Traité de Maastricht: ses conditions d’adoption ont été conclues, en octobre 1991, dans cette petite ville des Pays-Bas. Le pays est indiqué ici pour assurer une information à la ministre des Affaires étrangères suisse: la social-indéfinie Micheline Calmy-Rey. Elle ne savait pas que Schengen se situait au Luxembourg, lorsqu’elle glosait le 9 mars 2005 dans la salle portant le nom de Berlin (Allemagne!), se situant dans l’imposant Comptoir suisse (Lausanne). En juillet 1992, les ministres des Affaires étrangères signaient le traité, qui fut ratifié par différents pays.

2. Jacques Généreux, Manuel critique du parfait européen, Seuil, 2005, p. 29.

3. Voir La brèche, No 5, octobre 2004, et la brochure du Comité référendaire «Non au dumping salarial et social – Pour une libre circulation des salarié·e·s adossée à de véritables droits sociaux et syndicaux», février 2005, p.30.

4. Le Figaro du 15 mars 2005. Le quotidien de Dassault titre: «José Manuel Barroso veut la libéralisation des services» et le titre de l’encadré ne manque pas d’ironie: «Le monde politique français en émoi». Certes, la victoire possible du Non à la Constitution a de quoi susciter quelques tracas.

5. Le Produit national brut (PNB) est égal au PIB (Produit intérieur brut) plus les revenus du travail et de la propriété reçus du reste du monde, moins les revenus analogues (par exemple les profits d’un holding américain sis à Zoug et versés au Bahamas ou des remises de travailleurs immigrés en Turquie) versés au reste du monde.

Le PIB peut, parmi différentes définitions possibles, être saisi: c’est la somme des valeurs ajoutées produites par les branches économiques d’un pays, plus la TVA (impôt indirect) et les droits de douane. En effet, la valeur ajoutée est mesurée, dans la comptabilité nationale, hors taxes alors que l’on veut obtenir avec le PIB un agrégat (une grandeur synthétique) aux prix du marché (donc on ajoute l’impôt qu’est la TVA).

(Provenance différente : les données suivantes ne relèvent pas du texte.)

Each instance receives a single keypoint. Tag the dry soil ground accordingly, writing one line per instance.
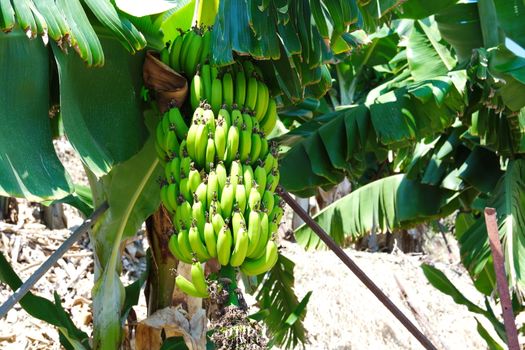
(342, 313)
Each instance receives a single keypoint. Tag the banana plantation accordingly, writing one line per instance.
(209, 126)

6. Le terme dumping est utilisé comme une métaphore pour une guerre économique. Au sens le plus étroit, c’est une pratique de concurrence agressive et «déloyale» (!) dans le commerce international. Dans le contexte actuel, il s’agit d’un abaissement, de fait ou juridiquement et réglementairement «accepté», des droits sociaux ou salariaux ou de la fiscalité pour «attirer» des capitaux ou «être compétitif», c’est-à-dire assurer la rentabilité la meilleure des investissements.